People expect my proudest moment to be the appearance on Channel 4s daytime talk show where I talked about creating Moot with my wife, or getting into The Observer in a feature on men’s lingerie, or being chosen for a photoshoot with Attitude Magazine, or being ‘called for’ twice by mega-star stylist, Harry Lambert, who wanted Moot products for projects involving the Vogue photographer, Tim Walker – but actually, for me, the real proudest moment was just that first moment back in March 2020 when we hit the live button and the website was open for orders. All the effort that went into getting it to that moment was huge and the feeling was something I will never forget.

Your next big challenge?

The next big challenge for us is to make links with others in our sphere. We have got to base camp and we have set up our unit in the foothills of success and now we need to strike out and share what we do with the world of lingerie lovers! We want to see if we can make some B2B connections and offer our sensational pieces to retailers who already have an established market for women, who might want to bring some equity to the offering and give another body shape the same chance to look and feel as glorious.

Your worst move so far?

We underestimated the obstacles still in the way of equality. We thought that the world was in a more enlightened and accepting place than it actually is. We had no idea that Facebook would ban every single one of our ads and shut down our account so severely that we would never, ever be allowed to advertise any product again, not even if we started making tea cups.
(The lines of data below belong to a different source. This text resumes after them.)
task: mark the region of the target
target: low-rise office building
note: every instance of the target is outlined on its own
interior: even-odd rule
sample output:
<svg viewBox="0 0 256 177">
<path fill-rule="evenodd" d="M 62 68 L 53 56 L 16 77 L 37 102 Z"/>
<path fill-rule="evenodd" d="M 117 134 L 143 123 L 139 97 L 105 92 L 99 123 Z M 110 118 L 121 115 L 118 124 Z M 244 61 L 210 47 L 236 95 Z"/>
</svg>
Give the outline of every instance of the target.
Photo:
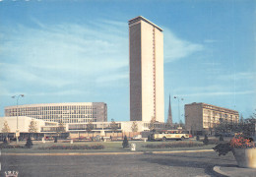
<svg viewBox="0 0 256 177">
<path fill-rule="evenodd" d="M 239 113 L 207 103 L 185 104 L 185 126 L 192 134 L 212 133 L 222 122 L 238 123 Z"/>
<path fill-rule="evenodd" d="M 5 107 L 5 116 L 28 116 L 62 123 L 106 122 L 107 106 L 104 102 L 27 104 Z"/>
</svg>

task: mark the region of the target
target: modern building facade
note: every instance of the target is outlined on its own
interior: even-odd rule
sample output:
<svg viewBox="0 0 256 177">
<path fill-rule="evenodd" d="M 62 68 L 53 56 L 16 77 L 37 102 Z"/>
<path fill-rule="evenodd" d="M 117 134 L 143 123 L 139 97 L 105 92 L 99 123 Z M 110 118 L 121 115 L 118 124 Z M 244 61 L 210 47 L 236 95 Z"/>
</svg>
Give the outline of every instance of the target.
<svg viewBox="0 0 256 177">
<path fill-rule="evenodd" d="M 172 125 L 172 113 L 171 113 L 170 95 L 169 95 L 169 107 L 168 107 L 167 124 Z"/>
<path fill-rule="evenodd" d="M 19 124 L 17 124 L 17 120 Z M 18 119 L 17 117 L 0 117 L 0 133 L 3 133 L 5 126 L 9 128 L 8 133 L 15 133 L 17 125 L 20 133 L 29 133 L 32 121 L 34 121 L 34 130 L 36 130 L 36 133 L 43 133 L 45 129 L 48 130 L 50 127 L 58 127 L 57 122 L 48 122 L 27 116 L 19 116 Z"/>
<path fill-rule="evenodd" d="M 162 30 L 139 16 L 129 21 L 130 120 L 164 122 Z"/>
<path fill-rule="evenodd" d="M 207 103 L 185 104 L 186 130 L 209 132 L 222 122 L 238 123 L 239 113 L 224 107 Z"/>
<path fill-rule="evenodd" d="M 87 123 L 107 121 L 104 102 L 73 102 L 28 104 L 5 107 L 5 116 L 28 116 L 35 119 L 62 123 Z"/>
</svg>

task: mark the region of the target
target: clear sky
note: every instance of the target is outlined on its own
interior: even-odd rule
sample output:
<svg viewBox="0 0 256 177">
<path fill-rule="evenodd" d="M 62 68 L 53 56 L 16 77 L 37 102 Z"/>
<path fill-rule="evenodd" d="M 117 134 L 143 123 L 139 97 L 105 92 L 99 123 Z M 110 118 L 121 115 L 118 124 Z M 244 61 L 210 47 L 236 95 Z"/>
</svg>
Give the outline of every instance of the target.
<svg viewBox="0 0 256 177">
<path fill-rule="evenodd" d="M 105 102 L 129 121 L 128 20 L 163 30 L 164 107 L 256 108 L 256 1 L 0 0 L 0 116 L 19 104 Z"/>
</svg>

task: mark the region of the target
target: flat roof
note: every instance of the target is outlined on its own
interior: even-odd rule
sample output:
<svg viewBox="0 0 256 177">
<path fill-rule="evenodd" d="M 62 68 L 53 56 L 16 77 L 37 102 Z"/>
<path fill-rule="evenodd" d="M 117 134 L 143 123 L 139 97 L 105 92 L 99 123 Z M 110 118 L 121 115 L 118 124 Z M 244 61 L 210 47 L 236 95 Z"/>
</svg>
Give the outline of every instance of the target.
<svg viewBox="0 0 256 177">
<path fill-rule="evenodd" d="M 223 109 L 223 110 L 228 110 L 228 111 L 233 111 L 233 112 L 239 113 L 237 110 L 228 109 L 228 108 L 225 108 L 225 107 L 220 107 L 220 106 L 208 104 L 208 103 L 205 103 L 205 102 L 192 102 L 190 104 L 185 104 L 185 106 L 192 106 L 192 105 L 211 106 L 212 108 L 215 107 L 215 108 L 219 108 L 219 109 Z"/>
<path fill-rule="evenodd" d="M 154 26 L 155 28 L 157 28 L 158 30 L 160 30 L 160 31 L 162 31 L 162 29 L 160 29 L 159 26 L 157 26 L 156 24 L 152 23 L 151 21 L 149 21 L 148 19 L 142 17 L 142 16 L 138 16 L 136 18 L 133 18 L 131 20 L 129 20 L 129 25 L 133 24 L 133 23 L 136 23 L 138 21 L 144 21 L 152 26 Z"/>
</svg>

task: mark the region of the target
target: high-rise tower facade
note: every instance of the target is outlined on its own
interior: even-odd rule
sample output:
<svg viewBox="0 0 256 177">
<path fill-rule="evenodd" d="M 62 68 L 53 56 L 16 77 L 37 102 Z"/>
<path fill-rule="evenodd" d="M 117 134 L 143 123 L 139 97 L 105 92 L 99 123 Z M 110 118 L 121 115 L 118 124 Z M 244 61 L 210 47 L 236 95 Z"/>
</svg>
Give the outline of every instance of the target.
<svg viewBox="0 0 256 177">
<path fill-rule="evenodd" d="M 139 16 L 129 21 L 130 120 L 164 122 L 162 30 Z"/>
</svg>

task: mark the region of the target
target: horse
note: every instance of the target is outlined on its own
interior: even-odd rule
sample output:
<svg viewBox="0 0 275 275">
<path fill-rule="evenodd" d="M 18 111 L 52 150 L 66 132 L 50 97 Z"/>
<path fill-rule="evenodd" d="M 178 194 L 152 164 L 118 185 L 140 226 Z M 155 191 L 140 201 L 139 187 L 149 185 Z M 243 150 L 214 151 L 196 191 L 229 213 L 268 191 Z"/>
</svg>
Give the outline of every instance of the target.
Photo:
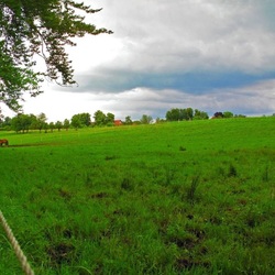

We didn’t think that a smiling man in a vest and briefs would be considered ‘sexualised/suggestive content’ and as such be removed from our catalogue of listed products we can tag – we especially didn’t think it when we see women in lingerie ads with amazing suspender and bra sets on, looking into camera, reclining and looking very appropriately engaged in the mood created…and those images running as ads.

We can’t change the system by ourselves but we do hope that change will come. In the meantime, we have learned that the best way for us to present ourselves to the world is just to carry on being ourselves, not lose too much sleep over it and not to dim our light to meet the rules put in place by a faceless megacorp that has no idea how wonderful we are!

What do you hope to achieve?

If you ask a person to think of a jeans company, they will say ‘Levi’s’. If you ask a person to name a men’s lingerie brand they will say ‘Moot’.

That’s what we aim to achieve. We think we can do it.